Tüm dünyada çok titiz çalışan aşı yan tesiri takip sistemlerinin bulunduğunu belirten Karabayır, “Aşılar yan tesir açısından ilaçlardan çok daha yakın takip ediliyor. En ufak bir kuşku oluştuğunda bağımsız bilim insanlarından oluşan komiteler kurularak araştırılıp bilimsel ortamlarda şeffaf bir formda paylaşılır, tartışılır ve sonuçlar tüm doktorlara ve sıhhat çalışanlarına bildirilir.” bilgilerini verdi.
– Alüminyumun nörolojik hastalıklarla bağı yok
Karabayır, aşıların içindeki alüminyumun nörolojik hastalıklarla alakalı olmadığının bilimsel olarak kanıtlandığını söz ederek, şunları kaydetti:
“Thimerosal’ın, otizmin gelişimi de dahil olmak üzere cıva ile alakalı nörolojik tesirlere yol açtığı ileri sürülüyor. Halbuki hala çok az sayıda aşıda bulunan thiomersal içindeki civa bileşiği suda eriyen, bedende birikmeyen bir unsurdur. Ayrıyeten çok sayıda çalışma aşıların içindeki thiomersalin otizme neden olmadığını ortaya koyuyor. Alüminyum, birçok inaktive aşıda (Hepatit B aşısı, difteri-tetanoz-aselüler boğmaca aşısı, pnömokok konjugat aşısı) yer alır.
Alüminyum adjuvanlar, ender görülen süreksiz lokal yan tesirlere neden olmakla birlikte hem inançlı hem de tesirli olarak kabul edilir. Çocukluk çağı aşılarından elde edilen kümülatif alüminyum dozunun inançlı düzeyleri aştığına dair tasalar vardır. Tüm çocukluk çağı aşılarıyla alınabilecek alüminyum ölçüsü 0,5-0,8 mg iken, içilen sulardan ve yiyeceklerden günde en az 10 mg alüminyum alınıyor. Ayrıyeten hayatın birinci yılında, diyet ve aşılardan kaynaklanan toplam ölçü asgarî risk düzeyinden daha düşüktür.”
– “Faz-3 seviyesindeki ruhsatlı aşılar güvenli”
Aşıların bizatihi geçen hafif yan tesirlere neden olabileceğini aktaran Karabayır, bütün aşıların tolere edilebilir yan tesirlerinin kelam konusu olabileceğini kaydetti.
Karabayır, “Faz-3 kademesine gelen bir aşının ruhsat alabilmesi için önemli yan tesirlerinin olmaması gerekir. Bu nedenle faz-3 seviyesine gelmiş ve ruhsat almış tüm aşıların gönül rahatlığıyla inançlı olduğu söylenebilir.” bilgisini verdi.

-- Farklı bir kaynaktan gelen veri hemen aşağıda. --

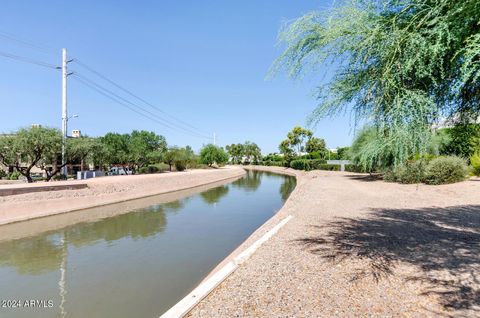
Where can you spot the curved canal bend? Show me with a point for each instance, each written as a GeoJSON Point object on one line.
{"type": "Point", "coordinates": [138, 263]}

Bugüne kadar gerek Kovid-19 aşılarına yönelik yürütülen klinik çalışmalarda gerekse mevcut aşı uygulamalarında önemli yan tesirlere rastlanmadığını aktaran Karabayır, değerlendirmesine şöyle devam etti:
“Aşılama sonrasında görülen yan tesirler sıklıkla hafif olup, yorgunluk, baş ağrısı, ateş, titreme, kas/eklem ağrısı, kusma, ishal, aşı uygulanan bölgede ağrı, kızarıklık, şişlik üzere birkaç günde kaybolan yan tesirlerdir. Çocukluk çağı aşılarından kızamık-kabakulak-kızamıkçık (KKK) aşısının otizme neden olduğunu ileri süren çalışmanın bilimsel kurallara uygun olmadığı ortaya çıkmış, yayınlandığı mecmua tarafından kaldırılmıştır.”